19to21: March 13, 2008
On Billy Crystal, Eddie Kolb, Victory Faust and Other "Fantasy" Baseball Players
19 to 21
No, that’s not how many non-players have played major league baseball, it’s
Baseball...Then and Now
It’s every baseball fan’s ultimate fantasy. (Or maybe ultimate nightmare.) Suiting up to play with a major league team. Just about anyone who follows the game, and who has any sense at all, has both dreamed about playing major league baseball, and dreaded it as well. A baseball traveling 90 miles an hour is a frightening thing, and this version of the game is as far removed from high school baseball, slow-pitch softball, wiffle ball and the like as Barack Obama is from Ronald Reagan (who is still dead.)

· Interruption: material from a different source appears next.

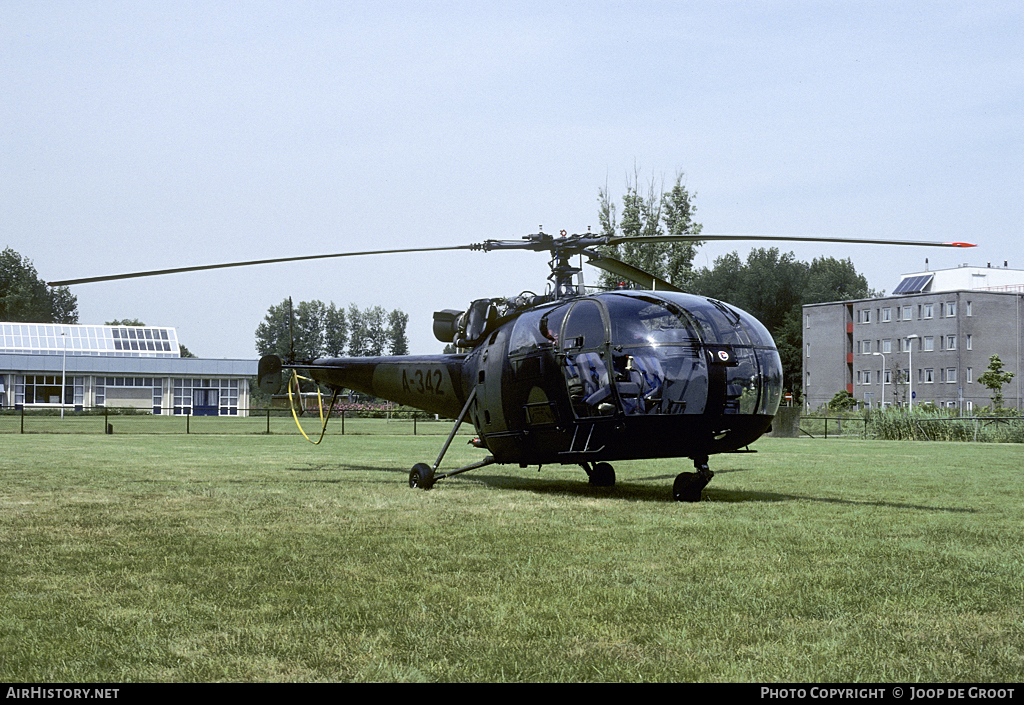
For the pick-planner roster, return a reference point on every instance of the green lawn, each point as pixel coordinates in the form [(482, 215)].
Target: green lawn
[(263, 557)]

Nonetheless, the best story, by far, to come out of Spring Training 2008 is ultimate baseball fan Billy Crystal (who began his rise to fame as a transsexual on “Soap”) signing a one-day contract with the Yankees with the purpose of playing in an exhibition game against the Pirates the day before his 60th birthday. (Clearly the Yanks, not wishing to endanger such a noted rookie more than necessary, set this up so Crystal wouldn’t have to face another major league team.) Fulfilling his, and every other baseball fans’, ultimate fantasy. All of the rest of us can only wish Crystal well, while advising him to stay loose in the batter’s box (is he going to DH?) and stay away from Scott Boras.
Naturally, every deep thinker on baseball, besides being willing to give up (or at least rent out) his first born for a like opportunity, is wondering, has something like this ever happened before? That is, has a non-professional baseball player ever appeared between the lines of the real thing? Well, yes. It has happened a few times, under varying circumstances, depending on how you want to define “appearing in a game.” If we’re just talking about a non-professional baseball player appearing in a game, then it was actually fairly common in the 19th Century, when teams had very small rosters and would sometimes end up short-handed on short notice. Not having farm teams or rapid communications or transportation, they would have to resort to either pulling somebody out of the stands to play. One time, maybe the last time this happened in the 19th Century, a team pulled a kid out of a cigar stand to pitch.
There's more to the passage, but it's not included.